Фантин лениво поразмыслил, зачем бы он мог понадобиться Ходяге, ничего толком не придумал и решил-таки идти. Собственно, решать было нечего. Рубэру он верил, властей сейчас не боялся, потому что уже неделю как лег на дно и жил на старые сбережения. Вот тебе и гримасы фортуны: весь городишко трясут снизу доверху из-за кражи в поместье градоначальника, а Фантин не боится! Потому что, во-первых, к оной краже не причастен, а во-вторых, ловить его стражам порядка не на чем. «Чист, аки водица родниковая, господин дознаватель, хотите — проверяйте, хотите — доверяйте, мне все одно…»
«Тогда почему так неспокойно на сердце? — спросил он сам себя — и сам же себе ответил: — Не знаю. Чутье».
Это был один из тех случаев, когда, как любят певать бродячие musicus'ы, «ничто беды не предвещало, но сердце ныло и стращало», — тьфу, нет сил выносить их девичьи бархатные голоса! Один вон уселся в углу «Кости» — и с самого утра бренчит, даже сквозь сон слышно было. Спроси кто Фантина, так он бы сказал, что эти горлопаны не приманивают посетителей, а, наоборот, отваживают, — но Лезвие Монеты никто не спрашивает, да он и сам не очень-то склонен сейчас к разговорам на отвлеченные темы.
Потому что — чутье. То самое, благодаря которому Фантин не раз избегал засад, уходил от погонь; ему еще лет восемь назад старая гадалка сказала: «Отмечен ты удачей, сынок, только гляди, не транжирь ее понапрасну, не искушай судьбу, слушайся своего сердца».
Значит, все-таки не идти в «Сапог»?
В другой бы раз Фантин так и поступил. Через рассыльного передал бы Рубэру тысячи извинений, а сам бы засел на чердаке в доме напротив «Сапога» и понаблюдал.
Однако скука способна творить с людьми страшные вещи.

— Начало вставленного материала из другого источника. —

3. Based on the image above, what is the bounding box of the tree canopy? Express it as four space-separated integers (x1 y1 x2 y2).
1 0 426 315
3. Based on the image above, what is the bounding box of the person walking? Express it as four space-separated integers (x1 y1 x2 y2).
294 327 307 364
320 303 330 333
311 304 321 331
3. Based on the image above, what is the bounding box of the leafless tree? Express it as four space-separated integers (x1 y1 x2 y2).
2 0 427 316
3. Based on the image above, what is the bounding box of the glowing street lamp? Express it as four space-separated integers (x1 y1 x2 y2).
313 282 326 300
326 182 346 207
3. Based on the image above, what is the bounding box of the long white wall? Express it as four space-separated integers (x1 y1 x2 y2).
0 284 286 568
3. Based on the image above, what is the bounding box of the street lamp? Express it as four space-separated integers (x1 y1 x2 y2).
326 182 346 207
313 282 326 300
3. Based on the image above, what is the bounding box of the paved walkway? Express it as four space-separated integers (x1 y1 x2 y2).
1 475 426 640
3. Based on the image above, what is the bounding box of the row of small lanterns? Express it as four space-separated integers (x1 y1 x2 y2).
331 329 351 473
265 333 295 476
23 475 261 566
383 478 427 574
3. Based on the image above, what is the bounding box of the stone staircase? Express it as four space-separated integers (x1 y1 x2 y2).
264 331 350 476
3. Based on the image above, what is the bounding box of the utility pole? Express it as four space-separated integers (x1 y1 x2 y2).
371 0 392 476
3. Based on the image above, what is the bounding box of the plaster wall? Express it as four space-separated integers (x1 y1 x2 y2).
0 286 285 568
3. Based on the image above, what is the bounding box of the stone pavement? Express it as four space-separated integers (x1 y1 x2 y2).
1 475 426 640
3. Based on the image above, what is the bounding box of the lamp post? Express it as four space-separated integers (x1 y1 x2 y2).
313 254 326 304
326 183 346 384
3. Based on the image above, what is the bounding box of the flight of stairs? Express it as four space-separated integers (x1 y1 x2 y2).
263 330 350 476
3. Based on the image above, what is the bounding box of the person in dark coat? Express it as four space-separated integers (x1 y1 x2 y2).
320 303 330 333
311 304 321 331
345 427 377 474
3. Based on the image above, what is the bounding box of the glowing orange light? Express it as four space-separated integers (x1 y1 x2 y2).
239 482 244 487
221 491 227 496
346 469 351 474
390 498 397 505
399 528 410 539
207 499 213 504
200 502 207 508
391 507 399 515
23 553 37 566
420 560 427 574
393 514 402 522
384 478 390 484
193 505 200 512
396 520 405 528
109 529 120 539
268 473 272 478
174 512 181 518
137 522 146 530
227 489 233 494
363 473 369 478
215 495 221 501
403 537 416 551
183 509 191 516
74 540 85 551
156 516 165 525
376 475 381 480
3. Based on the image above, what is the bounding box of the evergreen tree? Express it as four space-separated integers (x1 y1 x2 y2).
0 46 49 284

Конечно, эту неделю Фантин не только плевал в потолок и давил по стенам клопов, вот вчера как раз ходил «прицениваться» к одной вилле, вернулся только под утро — но и вилла, и другие дела могут отложиться бог весть на какой срок, а Фантин — ему жизнь не в жизнь без азарта, сердце вяло ворочается в груди и тоскует по риску, — и Лезвие Монеты усилием воли забывает про гадалкины слова, велит чутью чуток помолчать и подытоживает: «Пойду!»

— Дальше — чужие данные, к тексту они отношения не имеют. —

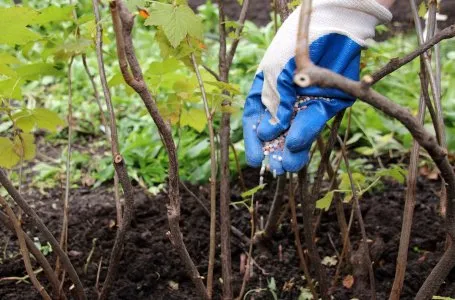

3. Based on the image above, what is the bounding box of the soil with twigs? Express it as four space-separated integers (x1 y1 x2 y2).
0 166 455 299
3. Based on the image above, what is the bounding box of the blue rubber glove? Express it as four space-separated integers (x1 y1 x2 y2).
243 0 391 175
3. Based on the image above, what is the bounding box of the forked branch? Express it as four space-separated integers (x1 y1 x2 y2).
295 29 455 300
0 170 86 300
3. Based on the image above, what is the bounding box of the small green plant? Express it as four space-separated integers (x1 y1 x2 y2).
33 237 52 256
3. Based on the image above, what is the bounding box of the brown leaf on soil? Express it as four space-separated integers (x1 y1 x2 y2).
108 219 116 229
282 277 295 292
343 275 354 289
418 252 429 263
419 165 440 180
82 174 95 187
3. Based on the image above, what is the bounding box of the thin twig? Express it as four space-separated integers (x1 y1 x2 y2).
0 211 65 299
0 196 51 300
253 176 286 244
180 181 250 245
230 143 247 191
0 171 86 299
332 202 355 287
337 135 376 300
410 0 446 148
226 0 250 70
91 1 136 299
190 52 218 298
217 0 250 296
295 0 313 74
389 98 426 300
81 54 123 227
389 5 434 295
367 24 455 85
95 256 103 297
295 44 455 300
298 167 328 299
236 198 255 300
289 174 317 299
57 55 74 283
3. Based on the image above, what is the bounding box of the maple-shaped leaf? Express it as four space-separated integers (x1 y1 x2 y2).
145 3 203 48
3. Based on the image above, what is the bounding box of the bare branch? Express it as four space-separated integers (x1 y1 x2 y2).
108 1 208 298
0 211 65 299
0 196 51 300
298 60 455 300
91 1 136 299
295 0 313 76
56 55 74 282
226 0 250 70
0 170 86 300
298 166 329 299
253 175 286 244
367 24 455 85
289 174 317 299
190 53 218 298
202 64 221 82
337 135 376 299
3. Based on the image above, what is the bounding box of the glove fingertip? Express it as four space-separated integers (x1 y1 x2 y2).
282 148 310 173
269 152 285 176
257 114 288 142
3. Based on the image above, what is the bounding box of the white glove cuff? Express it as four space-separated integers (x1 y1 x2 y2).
311 0 392 46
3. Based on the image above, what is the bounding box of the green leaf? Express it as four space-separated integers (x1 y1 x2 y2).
13 110 35 132
376 165 408 184
316 191 334 211
145 3 203 48
0 78 23 99
241 184 266 198
32 108 65 132
13 108 65 132
0 7 41 45
204 81 240 95
180 109 207 132
339 172 366 191
157 94 182 124
355 146 375 156
0 137 20 169
31 6 74 25
0 64 17 78
16 63 62 80
52 38 92 60
0 53 20 65
146 58 182 75
13 133 36 160
298 288 313 300
418 2 427 18
125 0 147 12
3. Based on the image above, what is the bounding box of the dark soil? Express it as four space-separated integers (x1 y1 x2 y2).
1 3 455 300
1 167 455 299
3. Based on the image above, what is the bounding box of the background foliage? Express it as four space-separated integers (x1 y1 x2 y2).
0 0 454 194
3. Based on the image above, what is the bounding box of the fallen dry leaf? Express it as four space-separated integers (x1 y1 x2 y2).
343 274 354 289
108 219 116 229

— Он решился, один против всех!.. — мяучит из своего угла бродячий певец, чем чрезвычайно раздражает вора, но верно передает суть момента. Певцы — они такие.
2
Приморский городок Альяссо похож на краба-сигнальщика. Бухта, образованная двумя мысами-клешнями, гостеприимно распахивает свои объятия; прямо в порту уже булькает, пенится варево дел, делишек, делищ, звонкая монета снует из рук в руки, товары, такие и сякие, отправляются на склады и со складов, грузчики кряхтят, катятся по сходням тяжелые бочки, зеваки не зевают и норовят подхватить выпавшее из тюка («Что упало, то пропало» — вот она, воплощенная народная мудрость!), корабельные плотники в доке латают распоровшую себе чрево «Цирцею», сборщики налогов недовольны: жарко сегодня, — они всегда недовольны, такой монетой ворочают, да почти вся — мимо кармана, за исключением хабара, но хабар — это ж разве доход, слезы одни! — тут и у самого мягкого человека характер испортится. Ну а чтобы настроение поднялось — идем на рынок, он начинается прямо здесь, в порту, и разрастается, ширится, пускает корни: весь Нижний Альяссо — сплошные прилавки, магазинчики, лавчонки — «Эй, красавец, купи барышне ожерелье, недорого отдам!», «А вот изюм, кому изюм, по новому манеру изготовлен, без косточков, кому изюм, а вот изюм…», «У мэня лючшие клинки на всом пабэрэжье, вэришь?!» — и так далее, кто был в Альяссо — поймет, кто не был — представит. А нам пора дальше, в путанице улиц нижнего города заблудиться легко, от «Кости в горле» до «Стоптанного сапога» путь неблизкий, хоть, конечно, по дороге этой сапоги не стопчешь, но времени потеряешь преизрядно, особенно если идти не напрямую, а петляя, словно уходящий от погони заяц. Фантину бы это сравнение не понравилось, он предпочел бы что-нибудь более возвышенное — пусть будет леопард или рысь. Тем более что часть пути Лезвие Монеты проделывает как раз поверху — не по веткам деревьев, конечно, а по крышам домов; в этом нет ничего удивительного, Альяссо — городок, выросший на скалах, улицы его тянутся снизу вверх, и иногда кровля одного дома находится вровень с первым этажом другого. Однако Фантин предпочитает крыши даже тогда, когда мог бы идти по мостовой. Он решил сходить в «Сапог» вопреки дурным предчувствиям, но это не значит, что напрочь утратил осторожность.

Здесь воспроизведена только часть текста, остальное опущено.